I cannot help but notice that the guests are sipping from Vintage 1920 Prohibition Cocktails like Highballs and Old Fashions, Daiquiris and Side Cars. The stylish drinks look cold and enticing and seem like the perfect catalysts to stir up the intended wild and carefree 20s ambience.


It’s an oddly international crowd. I hear male voices talking Swedish, English and German, while the female sounds are distinctly Russian, Balkan and Japanese.


The girls are wearing gold pumps with stiletto heels under their sleeveless, short-skirted flapper dresses with deep open backs. They have feathers in their hair and some are wearing diamond tiaras and long pearl necklaces. Most are smoking long cigarettes, although smoking is strictly prohibited here. Nobody seems to care.

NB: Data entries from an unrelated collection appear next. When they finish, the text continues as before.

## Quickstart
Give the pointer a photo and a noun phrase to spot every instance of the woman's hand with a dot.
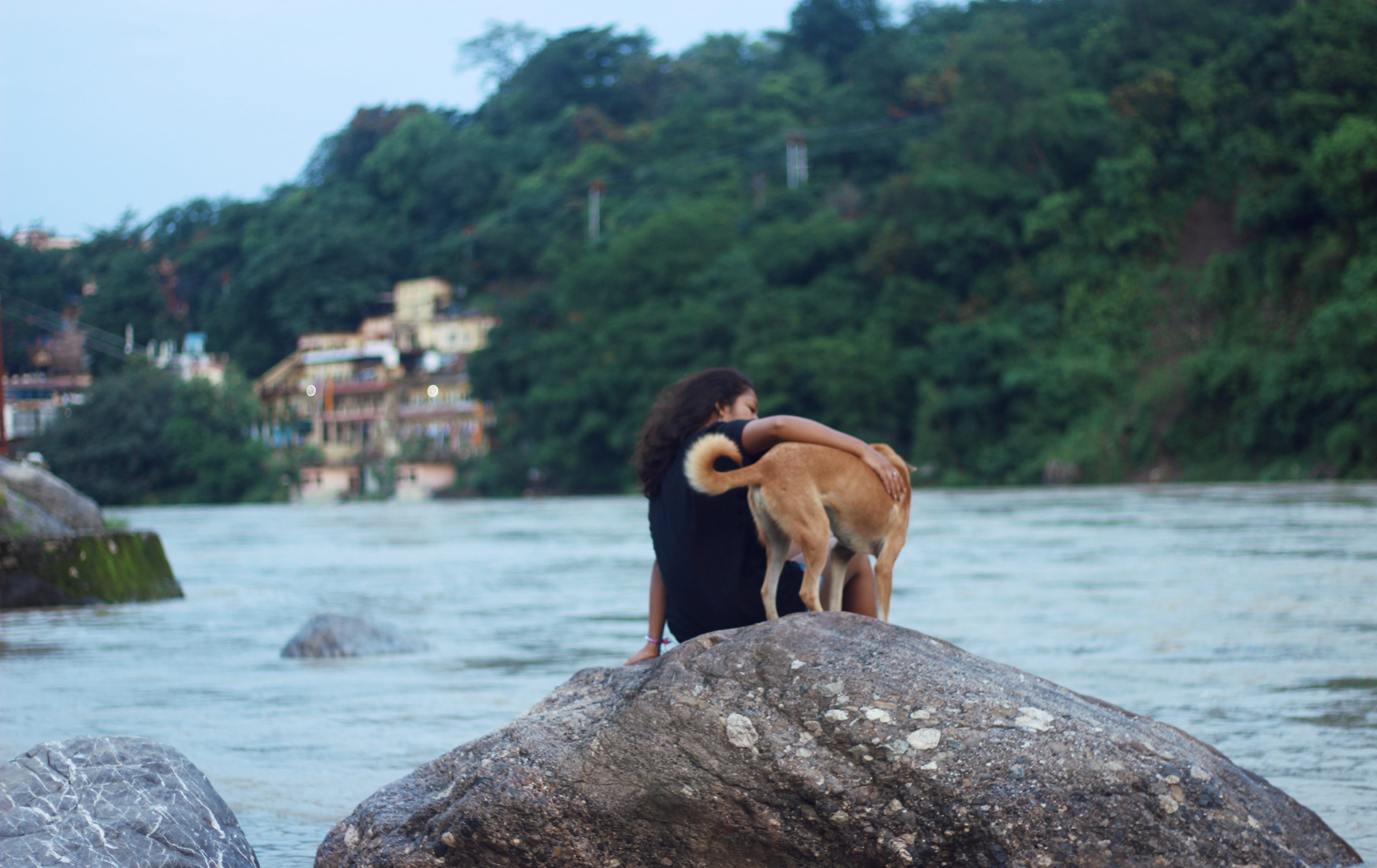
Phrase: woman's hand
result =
(651, 652)
(889, 473)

Most of the men are wearing 1920s tuxedos, while some others are in striped suits and flashy neckties, sporting Vintage Rolex Oyster and Vacheron Constantin watches.


One impressive-looking man with silver hair and a heavy Australian accent is apparently the host for the evening. He is dressed in all white, just like the Great Gatsby himself did. Our host is walking around with a cigar in his mouth, a smile on his face and a Martini in both hands.


The woman he’s with has clearly gone to great lengths to be a perfect Daisy Buchanan, Jay Gatsby’s dream girl. She’s wearing a fantastic, bejeweled dress in taupe, fingerless lace gloves, an Art Deco headband and a pastel blue fur collar. She’s laughing and spills her drink while slowly dancing to the music, clearly in a state well beyond tipsy.


I find myself alarmingly aroused by all of this. Somehow it feels like coming home.


As I stand there watching this upper scale crowd, I cannot believe that I actually party-crashed a glamorous jet set extravaganza in a Tokyo skyline bar at four in the morning and nobody stopped me. Maybe because of the late hour, they do not care anymore who joins. Or maybe I just belong here. Thank god I’m wearing a black suit.


The contrast of this elegant venue with the seediness in the streets below could not be bigger. And yet, the whole sequence of events of this Tokyo night has a kind of surreal logic to it, as if I’m in a lucid dream where all of this makes perfect sense.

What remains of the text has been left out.